Take Asenath; and Joseph too is betrayed by his brethren, brought down to the prison-house and brought up out of it to be the Saviour of Egypt (the world); and then he must have a Gentile bride, while his brethren are strangers to him.

Take Zipporah (the "bird"-the heavenly bride); and again Moses is away from and rejected by his brethren when he finds her by the well-a Gentile too-and marries her.

Are such things, so fit in themselves, so fitting to their place in the history, mere casual happenings, which we may use, if we will, for illustration, but must not seriously press as having any design from God? Surely if design may be recognized anywhere without a label, we may recognize it here.

Now it is not contradictory to all this, and cannot be, to find that Old Testament saints looked for a city which has foundations; or even to believe, as I have long done, that this city and the New Jerusalem, the Bride of the Lamb in Revelation, are the same thing. Once let us realize that the "city," however identified in some sense with its inhabitants, is yet in fact the habitation and not the inhabitants, and the difficulty begins to clear. The Bride-City may contain more than the Bride, as even the writer whose views I am referring to allows. The throne of God and of the Lamb are in it; and the twelfth of Hebrews distinctly shows us "the city of the living God, the heavenly Jerusalem," apart from both "the church of the first-born ones,"and "the spirits of just men made perfect."* * In the tract to which I have been referring the names of the twelve tribes on the gates of the city and those of the twelve apostles on the foundations are taken alike to show the Israelitish character of the city itself, and the "portion " of the twelve as judging the twelve tribes of Israel (Matt. 19:28) shows these to be " separated off from the Church," the body of Christ. He even declares that " the Lamb is the special title of the Lord Jesus in relation to Israel, and the elect of Israel"! No wonder that it should be also discovered that "the Gospels are the conclusion of the Old Testament history, and not the commencement of Church teaching; except, of course,"-and how important the exception!-"so far as Christ crucified is the foundation of all blessing."*

"God has prepared for them a city" does not in this case imply necessarily what it is quoted for; and we may adapt the writer’s own words otherwise than he would allow. "This holy Jerusalem may contain"-the saints of the Old Testament; "but it is not necessary on this account that we should identify them."

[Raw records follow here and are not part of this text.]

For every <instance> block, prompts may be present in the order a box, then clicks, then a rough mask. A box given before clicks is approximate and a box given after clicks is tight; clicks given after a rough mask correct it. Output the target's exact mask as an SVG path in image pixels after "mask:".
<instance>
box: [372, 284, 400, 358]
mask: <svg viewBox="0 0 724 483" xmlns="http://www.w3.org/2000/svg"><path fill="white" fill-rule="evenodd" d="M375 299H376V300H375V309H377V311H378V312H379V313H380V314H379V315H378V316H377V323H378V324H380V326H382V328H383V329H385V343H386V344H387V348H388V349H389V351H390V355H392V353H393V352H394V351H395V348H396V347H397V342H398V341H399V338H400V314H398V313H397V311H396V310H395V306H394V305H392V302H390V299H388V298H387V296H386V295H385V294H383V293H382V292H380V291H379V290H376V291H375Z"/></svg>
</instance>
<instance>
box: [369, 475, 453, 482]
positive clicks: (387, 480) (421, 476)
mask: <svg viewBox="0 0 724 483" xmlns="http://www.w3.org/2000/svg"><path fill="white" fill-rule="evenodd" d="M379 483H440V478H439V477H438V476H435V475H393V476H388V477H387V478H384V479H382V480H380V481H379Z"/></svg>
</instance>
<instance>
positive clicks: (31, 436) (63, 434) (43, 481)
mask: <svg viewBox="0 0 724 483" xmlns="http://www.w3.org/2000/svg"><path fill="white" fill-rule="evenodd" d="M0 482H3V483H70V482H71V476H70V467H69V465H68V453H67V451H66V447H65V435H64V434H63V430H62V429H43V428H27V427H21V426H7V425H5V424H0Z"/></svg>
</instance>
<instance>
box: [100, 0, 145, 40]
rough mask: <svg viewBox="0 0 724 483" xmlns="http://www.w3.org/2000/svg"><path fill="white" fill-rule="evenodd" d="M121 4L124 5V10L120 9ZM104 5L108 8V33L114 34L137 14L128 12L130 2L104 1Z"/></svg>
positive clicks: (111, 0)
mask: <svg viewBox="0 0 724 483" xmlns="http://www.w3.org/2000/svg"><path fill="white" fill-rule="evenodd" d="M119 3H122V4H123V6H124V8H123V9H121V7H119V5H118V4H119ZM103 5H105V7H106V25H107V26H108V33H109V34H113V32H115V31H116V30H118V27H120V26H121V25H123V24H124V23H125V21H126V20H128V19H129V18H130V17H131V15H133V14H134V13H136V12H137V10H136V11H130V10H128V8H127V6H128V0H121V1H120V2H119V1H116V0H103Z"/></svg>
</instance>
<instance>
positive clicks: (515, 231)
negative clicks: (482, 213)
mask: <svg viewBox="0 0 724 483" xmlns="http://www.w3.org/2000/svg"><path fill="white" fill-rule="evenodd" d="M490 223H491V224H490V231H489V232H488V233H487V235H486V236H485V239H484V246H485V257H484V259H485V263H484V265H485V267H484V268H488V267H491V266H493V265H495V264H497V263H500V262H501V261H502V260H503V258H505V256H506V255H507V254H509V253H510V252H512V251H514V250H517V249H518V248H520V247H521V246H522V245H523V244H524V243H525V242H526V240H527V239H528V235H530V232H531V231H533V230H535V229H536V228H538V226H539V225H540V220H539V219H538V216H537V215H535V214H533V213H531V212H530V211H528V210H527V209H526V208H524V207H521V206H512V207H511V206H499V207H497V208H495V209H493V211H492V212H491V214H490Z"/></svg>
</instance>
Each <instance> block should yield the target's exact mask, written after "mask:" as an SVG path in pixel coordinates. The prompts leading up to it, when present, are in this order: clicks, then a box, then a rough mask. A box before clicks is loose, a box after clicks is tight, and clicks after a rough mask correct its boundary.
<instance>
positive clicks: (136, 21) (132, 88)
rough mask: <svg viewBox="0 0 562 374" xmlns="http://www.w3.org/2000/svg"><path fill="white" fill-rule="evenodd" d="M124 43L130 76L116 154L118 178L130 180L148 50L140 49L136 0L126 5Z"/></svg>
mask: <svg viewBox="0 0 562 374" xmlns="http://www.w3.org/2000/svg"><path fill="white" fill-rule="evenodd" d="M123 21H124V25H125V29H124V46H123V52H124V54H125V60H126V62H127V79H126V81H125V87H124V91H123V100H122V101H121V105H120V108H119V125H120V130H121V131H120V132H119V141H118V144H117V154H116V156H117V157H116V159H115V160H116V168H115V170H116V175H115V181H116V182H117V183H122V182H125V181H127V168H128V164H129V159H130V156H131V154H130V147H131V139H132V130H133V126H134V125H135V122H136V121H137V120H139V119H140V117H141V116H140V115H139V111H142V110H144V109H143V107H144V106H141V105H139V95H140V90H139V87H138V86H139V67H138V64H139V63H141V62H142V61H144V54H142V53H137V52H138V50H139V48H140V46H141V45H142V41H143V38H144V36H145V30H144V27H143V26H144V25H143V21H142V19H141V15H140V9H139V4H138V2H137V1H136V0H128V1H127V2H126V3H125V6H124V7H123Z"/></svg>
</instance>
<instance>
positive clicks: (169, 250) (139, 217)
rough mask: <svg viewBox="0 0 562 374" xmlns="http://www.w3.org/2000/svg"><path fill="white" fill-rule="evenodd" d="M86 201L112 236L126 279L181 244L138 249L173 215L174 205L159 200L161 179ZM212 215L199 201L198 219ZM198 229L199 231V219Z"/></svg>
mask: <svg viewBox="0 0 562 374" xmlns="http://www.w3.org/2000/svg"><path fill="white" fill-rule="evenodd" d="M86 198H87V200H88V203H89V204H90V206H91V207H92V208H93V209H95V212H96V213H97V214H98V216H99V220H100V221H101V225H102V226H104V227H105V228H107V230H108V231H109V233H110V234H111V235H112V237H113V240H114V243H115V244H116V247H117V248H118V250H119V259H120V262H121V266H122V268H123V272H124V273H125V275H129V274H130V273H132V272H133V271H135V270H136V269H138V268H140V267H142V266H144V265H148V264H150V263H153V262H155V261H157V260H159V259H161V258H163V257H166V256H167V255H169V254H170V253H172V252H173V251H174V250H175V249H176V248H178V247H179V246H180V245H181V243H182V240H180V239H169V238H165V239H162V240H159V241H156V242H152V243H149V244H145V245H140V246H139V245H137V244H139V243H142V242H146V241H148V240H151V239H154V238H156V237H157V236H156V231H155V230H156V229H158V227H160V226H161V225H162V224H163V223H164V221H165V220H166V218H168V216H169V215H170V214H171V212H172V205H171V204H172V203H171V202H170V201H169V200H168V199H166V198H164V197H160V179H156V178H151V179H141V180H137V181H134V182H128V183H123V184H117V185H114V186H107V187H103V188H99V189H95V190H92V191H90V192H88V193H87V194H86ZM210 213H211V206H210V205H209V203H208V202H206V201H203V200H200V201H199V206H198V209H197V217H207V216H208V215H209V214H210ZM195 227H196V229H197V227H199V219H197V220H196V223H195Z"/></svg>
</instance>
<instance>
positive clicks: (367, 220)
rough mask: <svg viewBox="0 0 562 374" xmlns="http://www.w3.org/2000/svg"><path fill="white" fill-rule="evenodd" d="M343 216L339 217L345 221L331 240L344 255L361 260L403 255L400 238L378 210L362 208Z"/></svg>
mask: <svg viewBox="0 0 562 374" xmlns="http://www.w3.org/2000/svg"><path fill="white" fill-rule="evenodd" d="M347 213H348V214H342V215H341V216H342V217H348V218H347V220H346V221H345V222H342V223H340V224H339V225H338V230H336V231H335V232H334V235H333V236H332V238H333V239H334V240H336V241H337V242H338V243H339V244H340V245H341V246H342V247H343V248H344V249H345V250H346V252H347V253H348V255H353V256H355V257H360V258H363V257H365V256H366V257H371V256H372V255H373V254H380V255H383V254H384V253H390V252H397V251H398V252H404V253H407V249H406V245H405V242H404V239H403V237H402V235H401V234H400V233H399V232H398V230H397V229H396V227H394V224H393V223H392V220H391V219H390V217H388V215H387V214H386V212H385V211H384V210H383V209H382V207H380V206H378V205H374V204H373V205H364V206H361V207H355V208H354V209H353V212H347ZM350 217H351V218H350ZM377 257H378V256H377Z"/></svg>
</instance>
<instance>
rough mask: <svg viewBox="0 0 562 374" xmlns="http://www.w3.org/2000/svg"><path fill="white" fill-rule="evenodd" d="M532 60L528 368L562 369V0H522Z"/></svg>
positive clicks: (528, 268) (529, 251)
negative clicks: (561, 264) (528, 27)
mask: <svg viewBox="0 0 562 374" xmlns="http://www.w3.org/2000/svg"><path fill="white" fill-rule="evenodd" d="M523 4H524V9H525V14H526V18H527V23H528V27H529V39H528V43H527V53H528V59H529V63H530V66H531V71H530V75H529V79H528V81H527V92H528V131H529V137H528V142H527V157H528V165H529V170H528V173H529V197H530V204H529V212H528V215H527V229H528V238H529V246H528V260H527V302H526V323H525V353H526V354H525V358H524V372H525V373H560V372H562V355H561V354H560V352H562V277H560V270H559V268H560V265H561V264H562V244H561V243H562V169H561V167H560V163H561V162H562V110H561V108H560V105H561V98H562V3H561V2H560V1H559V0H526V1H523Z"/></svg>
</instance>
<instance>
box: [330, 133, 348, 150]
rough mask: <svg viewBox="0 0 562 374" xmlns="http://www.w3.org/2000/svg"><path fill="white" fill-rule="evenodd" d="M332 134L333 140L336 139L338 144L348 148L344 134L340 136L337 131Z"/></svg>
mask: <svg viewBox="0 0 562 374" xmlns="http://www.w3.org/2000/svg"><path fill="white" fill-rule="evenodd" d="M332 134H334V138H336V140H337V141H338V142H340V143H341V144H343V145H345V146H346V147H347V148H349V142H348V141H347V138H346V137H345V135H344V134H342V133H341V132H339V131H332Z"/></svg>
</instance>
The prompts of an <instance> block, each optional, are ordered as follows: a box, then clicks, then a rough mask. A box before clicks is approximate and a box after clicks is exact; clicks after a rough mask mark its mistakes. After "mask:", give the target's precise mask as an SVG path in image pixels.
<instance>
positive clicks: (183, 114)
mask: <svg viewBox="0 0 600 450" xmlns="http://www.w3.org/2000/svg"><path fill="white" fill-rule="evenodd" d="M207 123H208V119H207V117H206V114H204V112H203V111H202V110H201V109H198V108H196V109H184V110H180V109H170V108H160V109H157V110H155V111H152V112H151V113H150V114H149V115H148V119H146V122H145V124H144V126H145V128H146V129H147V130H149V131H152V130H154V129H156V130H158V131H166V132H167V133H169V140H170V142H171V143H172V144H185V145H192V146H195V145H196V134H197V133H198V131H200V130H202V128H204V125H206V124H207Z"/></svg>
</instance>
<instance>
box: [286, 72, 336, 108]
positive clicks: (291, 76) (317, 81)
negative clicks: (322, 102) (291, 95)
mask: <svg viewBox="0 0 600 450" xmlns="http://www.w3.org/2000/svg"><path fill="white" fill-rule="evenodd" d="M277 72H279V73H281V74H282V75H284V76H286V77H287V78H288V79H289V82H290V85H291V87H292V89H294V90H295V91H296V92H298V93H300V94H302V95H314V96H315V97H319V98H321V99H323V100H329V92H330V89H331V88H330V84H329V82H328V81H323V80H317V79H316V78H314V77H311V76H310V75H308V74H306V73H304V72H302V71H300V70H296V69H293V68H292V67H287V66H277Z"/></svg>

Turning from all this now, how blessed to think of this Bridegroom character of the Lord Jesus! It should be plain that it expresses His personal joy of love, in a way that the " Head of the Body " cannot, because it expresses a very different thing. A whole book of the Old Testament has been given to the expression of this relation of the Lord Jesus,-no doubt, in the first place to Israel; but capable of application all through to the higher and heavenly. Perhaps we have not a New Testament book of this character, for the same reason that we have not a New Testament psalm-book. It would rather belittle than truly represent it; if it were not, at least, to be a book too large for human handling. Christian psalmody finds in all else that has been written its material of praise. Its "song of songs" must also transcend utterance. And perhaps must be learned otherwise than any book of this kind could avail for.

Thus it is, after all, that one can say so little of what the Lord’s Bridegroom character means. We see that all the nearest, sweetest human relationships are taken up to image forth these more wondrous spiritual ones. And Bridegroom and Bride, always remaining in the first freshness of the sabbatic morning of their beginning, speak of a mutual abiding for one another, which is the revelation of a sufficing love, such as we are surely learning by the way as we go to meet Him, but which in the first moment of His presence will manifest itself as it had not been before.

In the moment of her presentation to Isaac, Rebekah took a veil and covered herself. We can but do so in the anticipation of that time.